Los hermanos se disponían a hacer lo mismo cuando una voz cavernosa habló entre las tinieblas:
—Gavriel... ¿a dónde crees que vas?
Gavriel se quedó tieso a medio andar. Gina a lado de él, contuvo el aliento. Parecían dos maniquíes congelados, con el terror perfilando sus rostros.
—Tu tiempo se cumplió, tienes una deuda que pagar.
El escritor dio la vuelta, con la respiración acelerada a causa del miedo. Trató de infundirse valor para enfrentarse a lo que sea que sus ojos le mostraran.
Dos siluetas destacaban entre las sombras: el siniestro hombre de blanco y junto a él, Aleth, que lo contemplaba amenazante.
Gavriel comprendió que era su fin.
Gina, haciendo a un lado sus miedos, volteó la mirada e igual que su hermano, supo lo que iba a suceder. No obstante, aun sabiendo aquello, se atrevió a hacer una oferta al maligno ser:
—¡Llévame en su lugar!
—¡No! —exclamó Gavriel, aterrado por las palabras de su hermana—. ¡De ningún modo!
—Esto no es un trueque, mujer —contestó el adalid, riendo malévolo—. Pero consideraré tu ofrecimiento en un futuro.
—¡Tú no vas a considerar nada! —refutó el escritor—. El trato lo hiciste conmigo no con ella.
—Entiende algo, Gavriel: tú no me dices lo que tengo que hacer —advirtió el príncipe infernal—. Tomaré el alma de todo aquel que la ofrezca sin coacción alguna. Pero despreocúpate, he venido solo por ti. Vamos —demandó—. No me hagas esperar.

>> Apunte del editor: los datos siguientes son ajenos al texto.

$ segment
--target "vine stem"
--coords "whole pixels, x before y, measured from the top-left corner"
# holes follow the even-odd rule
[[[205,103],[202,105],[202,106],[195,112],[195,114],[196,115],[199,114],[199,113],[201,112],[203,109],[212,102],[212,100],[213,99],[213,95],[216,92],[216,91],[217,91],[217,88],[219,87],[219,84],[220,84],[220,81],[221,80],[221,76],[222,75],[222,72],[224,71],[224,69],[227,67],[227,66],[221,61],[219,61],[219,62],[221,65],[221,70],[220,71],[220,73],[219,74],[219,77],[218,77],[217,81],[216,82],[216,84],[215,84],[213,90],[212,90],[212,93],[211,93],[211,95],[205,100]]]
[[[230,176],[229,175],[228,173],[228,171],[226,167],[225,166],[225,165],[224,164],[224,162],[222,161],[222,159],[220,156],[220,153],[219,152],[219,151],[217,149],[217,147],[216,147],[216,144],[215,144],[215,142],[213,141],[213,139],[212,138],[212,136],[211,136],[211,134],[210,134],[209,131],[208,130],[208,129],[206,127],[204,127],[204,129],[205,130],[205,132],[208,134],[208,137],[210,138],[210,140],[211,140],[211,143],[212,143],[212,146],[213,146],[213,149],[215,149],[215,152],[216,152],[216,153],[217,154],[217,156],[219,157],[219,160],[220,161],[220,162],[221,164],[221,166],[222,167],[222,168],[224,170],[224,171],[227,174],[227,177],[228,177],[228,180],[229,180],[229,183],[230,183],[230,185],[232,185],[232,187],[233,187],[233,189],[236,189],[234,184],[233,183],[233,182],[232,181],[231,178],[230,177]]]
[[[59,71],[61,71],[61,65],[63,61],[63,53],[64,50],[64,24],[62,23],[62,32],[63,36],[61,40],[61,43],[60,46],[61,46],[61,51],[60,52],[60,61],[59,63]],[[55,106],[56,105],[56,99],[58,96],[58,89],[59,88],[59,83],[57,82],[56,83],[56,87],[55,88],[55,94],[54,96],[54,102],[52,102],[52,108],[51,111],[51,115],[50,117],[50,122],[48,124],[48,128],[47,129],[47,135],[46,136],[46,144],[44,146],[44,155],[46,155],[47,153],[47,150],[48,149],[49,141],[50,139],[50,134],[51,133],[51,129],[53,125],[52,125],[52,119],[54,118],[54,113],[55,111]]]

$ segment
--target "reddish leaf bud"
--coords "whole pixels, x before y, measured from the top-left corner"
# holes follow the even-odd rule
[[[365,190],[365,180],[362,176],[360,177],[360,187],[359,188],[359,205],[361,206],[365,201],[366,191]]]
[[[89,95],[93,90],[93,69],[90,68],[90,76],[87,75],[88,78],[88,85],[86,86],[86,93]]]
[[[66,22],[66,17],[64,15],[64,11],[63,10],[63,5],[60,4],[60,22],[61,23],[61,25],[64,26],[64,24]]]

Gina lanzó un grito agónico por el inminente fin de su hermano.
Gavriel, al verla en ese estado, intentó tranquilizarla diciéndole que todo iría bien, algo que ni él mismo creía, mas no se le ocurrió otra cosa para darle sosiego. Sin embargo, en medio del caos, un rayo de claridad se hizo presente. Le susurró con premura frases inconexas:
—Lo que te conté. Los cuentos de papá. Ve al mirador de los suicidios. Salva mi alma...
Ella lo abrazó con fuerza y le dijo al oído que haría lo que le pidió y más. Lo agarró de la mano, en un deseo de prolongar el contacto, pero las palmas, inevitablemente, se soltaron sin remedio.

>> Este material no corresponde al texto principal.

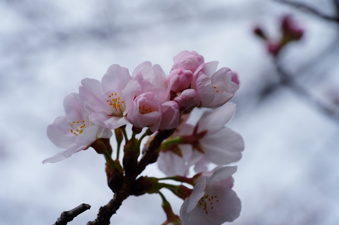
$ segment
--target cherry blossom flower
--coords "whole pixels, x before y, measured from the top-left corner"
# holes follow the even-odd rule
[[[157,95],[162,103],[170,100],[170,83],[159,65],[152,66],[150,62],[144,62],[133,71],[132,77],[141,86],[140,90],[135,93],[136,96],[151,92]]]
[[[158,166],[168,176],[187,176],[189,168],[202,157],[202,154],[193,150],[190,145],[178,145],[178,147],[180,155],[172,150],[159,153]]]
[[[86,78],[79,87],[90,119],[111,130],[129,123],[126,115],[140,84],[132,79],[128,70],[116,64],[108,68],[101,81]]]
[[[194,73],[195,70],[204,63],[205,61],[202,56],[199,55],[196,52],[183,51],[173,57],[173,62],[174,64],[171,70],[183,69]]]
[[[174,101],[168,101],[162,106],[163,114],[159,129],[169,130],[177,127],[180,112],[179,104]]]
[[[170,72],[166,77],[170,81],[170,90],[174,92],[180,92],[189,86],[193,73],[184,69],[175,69]]]
[[[194,89],[186,89],[176,93],[173,99],[178,103],[180,111],[194,108],[200,104],[200,98]]]
[[[238,84],[232,80],[230,69],[223,67],[216,72],[218,64],[213,61],[202,64],[193,75],[191,88],[196,91],[202,107],[221,106],[239,89]]]
[[[42,161],[56,162],[64,159],[75,152],[88,149],[98,138],[109,138],[110,130],[94,124],[79,94],[72,93],[64,99],[65,116],[57,118],[47,127],[49,139],[58,147],[67,149]]]
[[[231,189],[236,169],[225,166],[202,178],[180,209],[182,225],[220,225],[239,217],[241,203]]]
[[[196,133],[207,131],[199,140],[206,161],[225,165],[238,161],[244,150],[241,136],[225,127],[235,112],[235,104],[227,103],[212,112],[205,112],[196,126]]]
[[[225,125],[232,118],[235,104],[227,103],[211,112],[205,112],[194,126],[182,123],[173,134],[181,144],[172,145],[159,154],[158,166],[168,176],[186,176],[189,167],[201,172],[210,162],[225,165],[241,158],[241,136]],[[182,145],[184,144],[184,145]]]
[[[146,92],[137,97],[127,114],[127,119],[135,127],[149,127],[152,132],[160,127],[163,108],[159,98],[153,93]]]

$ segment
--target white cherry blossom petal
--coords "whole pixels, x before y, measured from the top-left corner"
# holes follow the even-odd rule
[[[213,135],[206,135],[200,140],[200,143],[205,151],[204,156],[217,165],[238,161],[244,148],[241,136],[227,127]]]

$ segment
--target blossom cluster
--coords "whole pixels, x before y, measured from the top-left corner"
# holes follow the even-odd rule
[[[230,69],[217,70],[218,64],[216,61],[205,63],[196,52],[184,51],[173,57],[167,75],[160,65],[146,61],[132,75],[127,69],[114,64],[101,81],[83,79],[79,93],[72,93],[64,99],[65,115],[56,118],[47,128],[50,140],[66,150],[42,162],[56,162],[92,147],[104,155],[108,185],[116,193],[122,188],[124,174],[134,174],[142,139],[152,135],[146,149],[157,134],[173,130],[155,152],[155,161],[158,159],[159,168],[168,177],[140,177],[131,192],[135,195],[159,193],[168,218],[164,225],[220,225],[233,221],[241,209],[240,200],[231,190],[232,175],[236,167],[223,166],[239,160],[244,149],[240,135],[225,127],[235,110],[235,105],[227,102],[239,89],[239,82],[236,73]],[[187,120],[196,107],[215,109],[205,112],[193,125]],[[125,131],[128,124],[133,125],[131,139]],[[148,130],[137,139],[135,135],[144,128]],[[115,160],[109,144],[112,130],[118,143]],[[124,168],[119,161],[123,138]],[[207,171],[210,163],[217,167]],[[188,178],[192,166],[197,173]],[[159,182],[166,179],[193,188]],[[162,188],[184,200],[180,219],[160,191]]]

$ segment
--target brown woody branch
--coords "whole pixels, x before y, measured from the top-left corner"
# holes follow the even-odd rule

Observó a Gavriel recorrer el espacio que lo separaba de esas tétricas figuras. El demonio de traje blanco intimidaba con su imponente estatura, y la mujer de negro le produjo una honda turbación.
Los tres desaparecieron en un velo grisáceo. Observó con impotencia cómo su hermano fue llevado al infierno en cuerpo y alma.